Reputation: 986
I have 2 columns: group and level range. Each "group" has a list of fruits, and each "level range" has the range of levels like "L1-L4".
The desired result is the "Fruit" and "Level" columns in the image below.
So if the range was "L2-L3", the level column would say "2" for 1 row, then "3" for the next row. I'd also like to add each item in the "Group" list to the "Fruit" column.
Any help at all would be appreciated! Thank you!

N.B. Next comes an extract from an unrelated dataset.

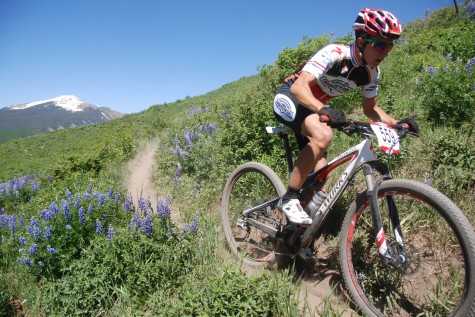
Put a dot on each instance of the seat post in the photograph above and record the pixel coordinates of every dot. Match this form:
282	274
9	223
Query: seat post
288	154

Here is the work I've done:
I created 2 helper columns: "level_repeat" and "grouping_repeat" to help me duplicate the necessary rows.
df['level_repeat'] = df['Level'].replace(['L1-L6', 'L1-L2', 'L1-L3', 'L4-L6', 'L3-L6', 'L2-L6'], [6, 2, 3, 2, 3, 4])
df['grouping_repeat'] = df['Group'].str.len()
df_new = pd.DataFrame([df.ix[idx] for idx in df.index
for _ in range(df.ix[idx]['level_repeat'])]).reset_index(drop=True)
df_new = pd.DataFrame([df_new.ix[idx] for idx in df_new.index
for _ in range(df_new.ix[idx]['grouping_repeat'])]).reset_index(drop=True)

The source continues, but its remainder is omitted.